The Girl on a Train has attracted much criticism for not living up to the high standards set by the award winning book of the same name written by Paula Hawkins.
Being judged on its merits as a film, the thriller directed by Tate Taylor draws in the audience as the plot develops making them question and guess at what the conclusion will entail. The feature length adaptation has already grossed 41 million dollars in its opening weekend worldwide and is still to be released in Germany, Russia and Japan.
The story sees unemployed alcoholic Rachel Watson, played by Emily Blunt, ride the train every day in and out of New York day to day to fill her time observing the daily life of a couple who she admires for their infatuation and love for each other.
After Rachel witnesses the woman kissing another man on the balcony of her home from the train window, she stumbles of and follows her through a tunnel in a fit of drunken rage and disgust for ruining this perfect marriage. The rage stems from Rachel drawing parallels to her own failed marriage.

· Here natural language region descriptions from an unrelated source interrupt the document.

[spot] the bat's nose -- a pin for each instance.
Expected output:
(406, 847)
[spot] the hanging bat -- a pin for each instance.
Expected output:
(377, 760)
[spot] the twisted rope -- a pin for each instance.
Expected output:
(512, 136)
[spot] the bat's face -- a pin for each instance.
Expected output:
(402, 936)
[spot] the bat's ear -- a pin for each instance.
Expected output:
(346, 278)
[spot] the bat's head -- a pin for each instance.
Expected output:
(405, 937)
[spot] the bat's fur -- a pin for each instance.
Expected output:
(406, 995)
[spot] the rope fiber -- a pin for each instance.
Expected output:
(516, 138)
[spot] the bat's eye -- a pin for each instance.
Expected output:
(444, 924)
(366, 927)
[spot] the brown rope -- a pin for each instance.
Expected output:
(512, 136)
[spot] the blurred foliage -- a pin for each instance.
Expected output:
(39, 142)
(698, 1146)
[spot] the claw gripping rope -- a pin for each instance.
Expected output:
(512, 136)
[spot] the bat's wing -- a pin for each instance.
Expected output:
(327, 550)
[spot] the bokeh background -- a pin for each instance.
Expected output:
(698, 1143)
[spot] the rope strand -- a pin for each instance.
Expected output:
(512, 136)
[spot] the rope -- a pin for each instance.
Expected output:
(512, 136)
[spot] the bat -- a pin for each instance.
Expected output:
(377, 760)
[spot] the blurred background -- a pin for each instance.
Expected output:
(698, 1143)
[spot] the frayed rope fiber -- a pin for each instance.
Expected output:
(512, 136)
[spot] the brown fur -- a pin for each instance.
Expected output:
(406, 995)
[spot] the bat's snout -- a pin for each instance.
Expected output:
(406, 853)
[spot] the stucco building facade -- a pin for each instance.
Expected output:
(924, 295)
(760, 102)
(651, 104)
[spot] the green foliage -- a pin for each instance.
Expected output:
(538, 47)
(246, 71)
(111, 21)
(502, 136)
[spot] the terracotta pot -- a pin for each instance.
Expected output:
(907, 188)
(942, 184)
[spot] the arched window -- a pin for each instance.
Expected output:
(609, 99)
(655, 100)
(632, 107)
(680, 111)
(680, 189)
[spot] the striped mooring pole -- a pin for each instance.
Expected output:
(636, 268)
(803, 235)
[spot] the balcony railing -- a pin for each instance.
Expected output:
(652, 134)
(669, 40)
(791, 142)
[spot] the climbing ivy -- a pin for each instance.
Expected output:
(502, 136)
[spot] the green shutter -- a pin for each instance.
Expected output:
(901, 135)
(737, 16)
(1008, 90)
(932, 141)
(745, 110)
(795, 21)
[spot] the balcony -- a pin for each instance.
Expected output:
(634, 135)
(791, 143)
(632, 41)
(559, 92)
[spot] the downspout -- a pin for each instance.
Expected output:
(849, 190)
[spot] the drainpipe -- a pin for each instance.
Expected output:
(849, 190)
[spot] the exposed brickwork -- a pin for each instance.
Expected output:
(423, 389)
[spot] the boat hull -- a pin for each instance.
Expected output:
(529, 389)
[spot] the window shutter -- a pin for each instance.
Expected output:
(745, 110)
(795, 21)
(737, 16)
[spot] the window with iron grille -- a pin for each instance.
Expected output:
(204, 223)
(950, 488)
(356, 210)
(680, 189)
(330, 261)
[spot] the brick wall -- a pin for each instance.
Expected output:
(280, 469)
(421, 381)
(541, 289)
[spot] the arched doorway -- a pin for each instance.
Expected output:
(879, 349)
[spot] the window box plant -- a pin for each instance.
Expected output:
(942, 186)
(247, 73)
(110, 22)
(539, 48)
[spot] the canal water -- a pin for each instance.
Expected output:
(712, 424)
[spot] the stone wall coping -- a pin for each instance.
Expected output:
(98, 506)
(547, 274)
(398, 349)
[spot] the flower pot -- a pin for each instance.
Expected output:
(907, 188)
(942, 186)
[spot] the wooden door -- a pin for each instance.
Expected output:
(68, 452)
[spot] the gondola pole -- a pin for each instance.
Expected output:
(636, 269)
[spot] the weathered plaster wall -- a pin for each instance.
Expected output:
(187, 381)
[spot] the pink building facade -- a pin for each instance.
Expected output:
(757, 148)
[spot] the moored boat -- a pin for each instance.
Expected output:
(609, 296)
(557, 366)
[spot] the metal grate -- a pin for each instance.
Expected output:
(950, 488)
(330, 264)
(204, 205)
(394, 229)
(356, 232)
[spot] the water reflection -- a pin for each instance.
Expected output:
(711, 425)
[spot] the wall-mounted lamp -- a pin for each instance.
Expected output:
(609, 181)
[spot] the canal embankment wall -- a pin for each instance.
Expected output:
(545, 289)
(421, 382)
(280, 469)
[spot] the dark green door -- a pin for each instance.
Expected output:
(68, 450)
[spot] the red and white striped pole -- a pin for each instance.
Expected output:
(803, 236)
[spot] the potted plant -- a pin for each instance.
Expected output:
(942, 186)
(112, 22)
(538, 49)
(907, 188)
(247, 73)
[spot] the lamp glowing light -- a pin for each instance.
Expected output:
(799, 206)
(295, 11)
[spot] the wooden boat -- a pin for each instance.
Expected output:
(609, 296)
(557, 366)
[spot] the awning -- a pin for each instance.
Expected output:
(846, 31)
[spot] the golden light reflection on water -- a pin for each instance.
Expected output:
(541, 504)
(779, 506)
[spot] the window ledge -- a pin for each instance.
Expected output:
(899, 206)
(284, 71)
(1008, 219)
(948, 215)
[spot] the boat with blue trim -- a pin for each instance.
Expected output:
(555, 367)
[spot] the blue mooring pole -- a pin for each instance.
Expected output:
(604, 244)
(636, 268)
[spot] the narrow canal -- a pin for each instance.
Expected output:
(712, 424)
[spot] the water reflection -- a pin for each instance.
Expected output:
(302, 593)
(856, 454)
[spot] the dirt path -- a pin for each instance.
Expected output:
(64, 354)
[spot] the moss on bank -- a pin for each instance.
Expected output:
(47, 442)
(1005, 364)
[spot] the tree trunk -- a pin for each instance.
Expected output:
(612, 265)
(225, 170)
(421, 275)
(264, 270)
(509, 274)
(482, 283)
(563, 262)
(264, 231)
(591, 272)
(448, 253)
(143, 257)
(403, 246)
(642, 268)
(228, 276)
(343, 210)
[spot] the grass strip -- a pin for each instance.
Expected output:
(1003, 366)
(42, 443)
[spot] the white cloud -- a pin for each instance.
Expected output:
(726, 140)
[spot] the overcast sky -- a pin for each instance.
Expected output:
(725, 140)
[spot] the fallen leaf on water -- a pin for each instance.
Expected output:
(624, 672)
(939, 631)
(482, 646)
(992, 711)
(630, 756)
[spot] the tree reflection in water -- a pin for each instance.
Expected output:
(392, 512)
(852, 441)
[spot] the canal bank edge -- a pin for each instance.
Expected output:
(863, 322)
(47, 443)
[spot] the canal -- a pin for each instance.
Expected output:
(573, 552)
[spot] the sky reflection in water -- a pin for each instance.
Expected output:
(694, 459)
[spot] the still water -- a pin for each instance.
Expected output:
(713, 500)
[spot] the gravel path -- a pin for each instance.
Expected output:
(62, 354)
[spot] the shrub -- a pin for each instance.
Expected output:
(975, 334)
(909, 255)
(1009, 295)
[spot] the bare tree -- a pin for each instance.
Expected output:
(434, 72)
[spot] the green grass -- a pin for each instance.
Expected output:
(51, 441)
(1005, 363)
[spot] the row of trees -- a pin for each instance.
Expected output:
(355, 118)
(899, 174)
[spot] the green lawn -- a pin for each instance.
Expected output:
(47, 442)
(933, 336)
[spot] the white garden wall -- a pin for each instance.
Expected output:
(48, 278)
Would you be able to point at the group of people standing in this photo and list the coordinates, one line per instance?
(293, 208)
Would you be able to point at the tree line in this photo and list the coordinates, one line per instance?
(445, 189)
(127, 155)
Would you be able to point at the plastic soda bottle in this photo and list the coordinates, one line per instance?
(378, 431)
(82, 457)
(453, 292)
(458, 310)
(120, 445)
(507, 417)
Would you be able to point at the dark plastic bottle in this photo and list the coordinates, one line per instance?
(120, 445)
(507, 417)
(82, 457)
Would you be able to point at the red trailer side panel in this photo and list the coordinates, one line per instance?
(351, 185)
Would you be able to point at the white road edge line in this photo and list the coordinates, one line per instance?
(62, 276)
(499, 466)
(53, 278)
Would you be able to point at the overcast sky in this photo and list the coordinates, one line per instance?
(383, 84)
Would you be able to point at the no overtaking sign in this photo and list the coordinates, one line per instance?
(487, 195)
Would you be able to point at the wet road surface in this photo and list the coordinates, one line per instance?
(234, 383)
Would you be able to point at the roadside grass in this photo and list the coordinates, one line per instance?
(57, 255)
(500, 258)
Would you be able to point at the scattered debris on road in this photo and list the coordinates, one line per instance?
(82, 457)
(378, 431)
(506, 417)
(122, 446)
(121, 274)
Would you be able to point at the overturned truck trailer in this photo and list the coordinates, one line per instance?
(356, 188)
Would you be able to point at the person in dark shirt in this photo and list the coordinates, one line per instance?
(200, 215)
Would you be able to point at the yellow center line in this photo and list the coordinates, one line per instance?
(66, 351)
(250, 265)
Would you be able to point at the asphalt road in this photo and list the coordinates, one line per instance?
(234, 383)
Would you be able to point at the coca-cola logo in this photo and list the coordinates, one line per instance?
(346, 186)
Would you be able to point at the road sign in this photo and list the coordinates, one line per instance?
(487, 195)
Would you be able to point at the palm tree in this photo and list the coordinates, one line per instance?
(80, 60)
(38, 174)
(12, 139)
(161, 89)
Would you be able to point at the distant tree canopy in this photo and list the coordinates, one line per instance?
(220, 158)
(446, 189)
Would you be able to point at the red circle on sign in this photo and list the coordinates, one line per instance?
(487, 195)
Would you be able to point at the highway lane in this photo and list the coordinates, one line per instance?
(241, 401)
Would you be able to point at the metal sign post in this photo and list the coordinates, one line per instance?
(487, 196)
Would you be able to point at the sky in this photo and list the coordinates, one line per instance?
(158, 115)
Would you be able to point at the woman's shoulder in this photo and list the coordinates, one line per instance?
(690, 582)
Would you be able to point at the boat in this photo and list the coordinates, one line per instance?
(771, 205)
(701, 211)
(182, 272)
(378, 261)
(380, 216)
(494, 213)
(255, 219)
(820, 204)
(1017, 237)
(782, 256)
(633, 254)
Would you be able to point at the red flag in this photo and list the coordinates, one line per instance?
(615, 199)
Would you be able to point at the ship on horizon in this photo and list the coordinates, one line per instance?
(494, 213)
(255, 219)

When Rachel wakes up the next morning covered in blood and with hours missing in her memory of the previous night she soon becomes a suspect in the murder of missing woman, Megan Hipwell.
The opening few scenes of the film in which we are introduced to characters and their intertwining paths make it difficult to understand the direction in which the plot is headed and the significance of each relationship.
The varying time periods can be difficult to follow as the plot progresses. After we see a few scenes entitled ‘6 months ago’ followed by scenes entitled ‘4months ago’ the film doesn’t specify whether we have delved even further back in time or whether the story is gaining closer in time to the present moment.
However, despite being criticised for the setting being moved from London to New York and there being a lack of insight into the thoughts and psychology of the characters, Blunt’s portrayal of Rachel Watson has saved the movie.
Playing the role of somebody who is drunk is often perceived to be something that is very hard to get right in acting. Blunt manages to find the balance and is able to look like she is drunk rather than look like she is trying to play someone drunk.
A criticism which many movie adaptations face is that they stray too far from the storyline of the book leaving plot holes. Blunt’s acting ability manages to bridge these gaps along with an excellent supporting cast of Luke Evans, Rebecca Ferguson, Justin Theroux and Haley Bennett.
Audiences are pulled further and further into the story line as Rachel gradually pieces back together events that happened that night in the tunnel not only to try prove her innocence but also to uncover who murdered Megan Hipwell.
The eerie soundtrack proves to be a great tool in heightening the suspense and tension at pivotal points of the film. ‘Twisted’ by London Thor and ‘I Don’t Get It’ by Junkie Cowboys are two featured songs which will be added to the playlists of viewers once they leave the theatres. They provide a dramatic back drop to key moments in the plot.
Tate has found success in directing three actresses to Oscar nominations in Jessica Chastain, Octavia Spencer and Viola Davis all in 2011’s ‘The Help’ and may have now directed Emily blunt to an Oscar who is being tipped early as an outside contender alongside Irish/Ethiopian actress Ruth Negga for ‘Loving’ and Amy Adams for ‘Rival’.